Qui legitis flores et humi nascentia fraga,

Frigidus, o pueri, fugite hinc, latet anguis in herba.

« Enfants, cueillant les fleurs, la fraise au sol naissant, fuyez d'ici : se cache en l'herbe un froid serpent » (Buc. , III , 92-93)

Dans les Géorgiques, cette thématique est également féconde. Virgile donne plus d'ampleur à la description qu'il avait esquissée dans ses chants pastoraux :

Saepe sub immotis praesepibus aut mala tactu uipera delituit caelumque exterrita fugit, aut tecto assuetus coluber succedere et umbrae (pectis acerba boum) pecorique adspergere uirus fouit humum.

« Souvent sous la litière qui n'a pas été remuée, se cache la vipère, mauvaise quand on la touche ; elle y cherche un refuge contre le jour qu'elle redoute ; ou bien la couleuvre, cruel fléau des bœufs, accoutumée à se glisser dans un abri plein d'ombre et à répandre son venin sur le bétail, se tient blottie sur le sol. » (Ge. , III , 416-420)

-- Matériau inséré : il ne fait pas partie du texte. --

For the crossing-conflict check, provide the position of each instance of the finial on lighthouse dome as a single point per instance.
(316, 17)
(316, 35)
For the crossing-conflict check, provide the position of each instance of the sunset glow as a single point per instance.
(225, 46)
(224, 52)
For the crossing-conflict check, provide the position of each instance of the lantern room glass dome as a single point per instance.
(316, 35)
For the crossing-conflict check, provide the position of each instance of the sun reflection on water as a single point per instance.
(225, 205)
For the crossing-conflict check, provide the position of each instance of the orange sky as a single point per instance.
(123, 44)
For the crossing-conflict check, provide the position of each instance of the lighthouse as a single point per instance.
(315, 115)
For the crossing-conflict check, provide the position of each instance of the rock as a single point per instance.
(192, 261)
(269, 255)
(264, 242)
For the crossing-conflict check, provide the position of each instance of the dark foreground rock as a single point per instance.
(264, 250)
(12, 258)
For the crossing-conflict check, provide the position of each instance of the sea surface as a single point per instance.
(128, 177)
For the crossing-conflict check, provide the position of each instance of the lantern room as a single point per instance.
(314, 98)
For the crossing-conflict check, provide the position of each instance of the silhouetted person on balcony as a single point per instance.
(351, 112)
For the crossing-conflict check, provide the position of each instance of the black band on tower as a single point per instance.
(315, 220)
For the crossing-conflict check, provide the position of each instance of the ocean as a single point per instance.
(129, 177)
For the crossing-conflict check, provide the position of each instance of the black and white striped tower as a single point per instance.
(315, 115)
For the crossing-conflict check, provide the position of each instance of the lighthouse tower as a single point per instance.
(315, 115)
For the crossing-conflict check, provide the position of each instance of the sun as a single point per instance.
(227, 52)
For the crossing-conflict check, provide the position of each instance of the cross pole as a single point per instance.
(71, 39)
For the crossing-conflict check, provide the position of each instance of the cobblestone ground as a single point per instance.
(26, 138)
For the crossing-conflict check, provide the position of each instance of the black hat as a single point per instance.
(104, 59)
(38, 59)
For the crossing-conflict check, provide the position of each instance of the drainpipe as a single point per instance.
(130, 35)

Ici, le serpent est clairement décrit comme un animal redouté et redoutable, se réfugiant dans des lieux retirés. Virgile insiste par ailleurs sur la perfidie de l’animal, en le qualifiant de pectis acerba boum, « cruel fléau des bœufs ». A d'autres moments, Virgile décrit la scène du serpent qui se cache et qui veille. La mention des retraites tortueuses, curuas latebras (Ge., II, 216), curuis latebris (Ge., II, 544) est alors explicitement liée à celle du reptile. Enfin certaines correspondances terminologiques entre le passage de l'Eneide, ceux des Géorgiques et ceux des Bucoliques révèle que l'intention du poète était bien de suggérer l'image d'un serpent derrière celle d'Hélène. Les termes latere, seruare et abdidere se retrouvent d'une version à l'autre. La vipère se cache, latet, dans les Bucoliques (Buc., III, 93), comme Hélène qui est montrée latentem (En., II,568). La vipère garde, seruantem, également ses rives, à l’instar de sa rivale, dans cette séquence des Géorgiques :

Illa quidens, dum te fugeret per flumina praeceps, immanem ante pedes hydrum moritura puella

seruantem ripas alta non uidit in herba.

« Oui, pour t'échapper, elle courait le long du fleuve ; la jeune femme ne vit pas devant ses pieds,

dans l'herbe haute, un serpent d'eau monstrueux

Enfin, le verbe abdidere "se cacher" est repris dans un passage de l'épopée et des Géorgiques.

abdiderat sese atque aris inuisa sedebat

« (Hélène) s'était cachée et se tenait assise, haïe de tous, près des autres » (En., II, 574)

Iamque fuga timidum caput abdidit alte

« déjà, (la vipère) a fui et cache profondément sa tête apeurée » (Gé., III, 422)

Par ces multiples échos, le lecteur est donc invité à faire le lien entre l'image d'Hélène et celle du serpent. Ce rapprochement est d'autant plus naturel, que Virgile campe la scène dans un décor sacré, près d'un autel. Or, c'est une façon coutumière au serpent que d'apparaître dans un décor consacré à quelque divinité, une source ou un temple. Les serpents de Laocoon se cachaient derrière l'ordre du bouclier d'Athéna (En., II, 225-227). Dans la version homérique, le reptile sortait derrière un autel (Il., II, 310). En tissant ce réseau complexe de correspondances, en intertextualité externe et interne, Virgile a donc réalisé un véritable télescopage d'images.